ECLI:NL:RBZWB:2020:1238
Rechtbank Zeeland-West-Brabant
- Kort geding
- E.J.G. Eijssen-Vruwink
- Rechtspraak.nl
Vordering tot het verwijderen van hekwerk om het parkeerterrein van het gehuurde
In deze zaak heeft de eiseres, een bedrijf gevestigd te [adres 1], een kort geding aangespannen tegen gedaagde 1, wonende te [adres 2], met als doel het verwijderen van hekwerken die de toegang tot het parkeerterrein van het gehuurde belemmeren. De eiseres, vertegenwoordigd door haar advocaat mr. B.F.J. Bollen, vorderde dat gedaagde 1, vertegenwoordigd door mr. H.A.A. Voermans, de hekwerken zou verwijderen en verwijderd zou houden, met een dwangsom van € 100.000,00 per dag bij niet-naleving. De mondelinge behandeling vond plaats op 13 februari 2020, waarbij beide partijen hun standpunten toelichtten.
De kantonrechter heeft vastgesteld dat er sprake is van een spoedeisend belang voor eiseres, aangezien zij een evenement organiseerde waarvoor parkeergelegenheid noodzakelijk was. De rechter oordeelde dat eiseres gerechtvaardigd erop mocht vertrouwen dat zij het parkeerterrein mocht gebruiken, gezien het feit dat gedaagde 1 gedurende bijna twee jaar geen bezwaar had gemaakt tegen het gebruik van het buitenterrein als parkeerplaats. De kantonrechter concludeerde dat het belang van eiseres bij het gebruik van het parkeerterrein zwaarder weegt dan het belang van gedaagde 1 bij het handhaven van de hekwerken.

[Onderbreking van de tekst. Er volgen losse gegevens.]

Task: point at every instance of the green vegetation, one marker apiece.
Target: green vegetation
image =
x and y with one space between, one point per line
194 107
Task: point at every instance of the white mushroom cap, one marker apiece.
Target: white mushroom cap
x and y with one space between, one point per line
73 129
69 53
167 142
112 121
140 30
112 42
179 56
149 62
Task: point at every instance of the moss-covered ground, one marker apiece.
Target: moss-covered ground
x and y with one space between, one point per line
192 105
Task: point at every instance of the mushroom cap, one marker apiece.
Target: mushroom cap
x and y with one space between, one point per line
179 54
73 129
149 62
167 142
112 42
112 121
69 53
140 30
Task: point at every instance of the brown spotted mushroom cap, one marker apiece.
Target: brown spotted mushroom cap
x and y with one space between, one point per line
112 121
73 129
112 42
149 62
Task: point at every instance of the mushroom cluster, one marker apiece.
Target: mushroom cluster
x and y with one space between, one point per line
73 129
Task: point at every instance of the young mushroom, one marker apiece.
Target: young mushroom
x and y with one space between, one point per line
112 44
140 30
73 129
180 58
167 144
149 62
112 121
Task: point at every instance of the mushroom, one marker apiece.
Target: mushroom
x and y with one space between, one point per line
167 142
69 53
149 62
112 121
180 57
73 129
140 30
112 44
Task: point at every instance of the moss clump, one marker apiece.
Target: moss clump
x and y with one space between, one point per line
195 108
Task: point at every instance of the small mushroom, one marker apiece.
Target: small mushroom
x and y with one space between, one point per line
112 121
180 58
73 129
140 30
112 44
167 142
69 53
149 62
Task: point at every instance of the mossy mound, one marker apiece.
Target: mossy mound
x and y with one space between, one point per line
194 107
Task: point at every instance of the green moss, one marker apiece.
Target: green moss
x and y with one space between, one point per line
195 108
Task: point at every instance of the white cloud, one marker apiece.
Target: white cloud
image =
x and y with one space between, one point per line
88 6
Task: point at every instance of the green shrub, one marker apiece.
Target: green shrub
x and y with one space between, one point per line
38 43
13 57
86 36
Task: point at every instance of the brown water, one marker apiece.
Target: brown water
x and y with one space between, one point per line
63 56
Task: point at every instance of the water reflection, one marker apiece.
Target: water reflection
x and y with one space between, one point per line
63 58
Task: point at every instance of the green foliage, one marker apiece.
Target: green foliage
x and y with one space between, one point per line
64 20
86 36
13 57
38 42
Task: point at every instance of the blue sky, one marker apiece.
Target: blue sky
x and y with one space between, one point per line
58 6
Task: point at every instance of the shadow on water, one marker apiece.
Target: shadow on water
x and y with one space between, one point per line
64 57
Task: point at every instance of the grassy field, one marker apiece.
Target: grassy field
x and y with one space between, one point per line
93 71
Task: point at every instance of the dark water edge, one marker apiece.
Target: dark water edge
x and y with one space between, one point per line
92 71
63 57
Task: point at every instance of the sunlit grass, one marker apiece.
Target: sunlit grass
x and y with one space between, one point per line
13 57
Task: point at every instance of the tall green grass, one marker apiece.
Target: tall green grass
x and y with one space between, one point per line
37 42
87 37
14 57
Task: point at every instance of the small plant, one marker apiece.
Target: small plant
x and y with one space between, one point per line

Uiteindelijk heeft de kantonrechter de vordering van eiseres toegewezen, waarbij gedaagde 1 werd veroordeeld om de hekwerken te verwijderen en verwijderd te houden, op straffe van een dwangsom van € 25.000,00 per dag. De proceskosten aan de zijde van eiseres werden begroot op € 689,07, en de gevorderde nakosten werden eveneens toegewezen. Het vonnis is uitgesproken door mr. E.J.G. Eijssen-Vruwink op 13 februari 2020.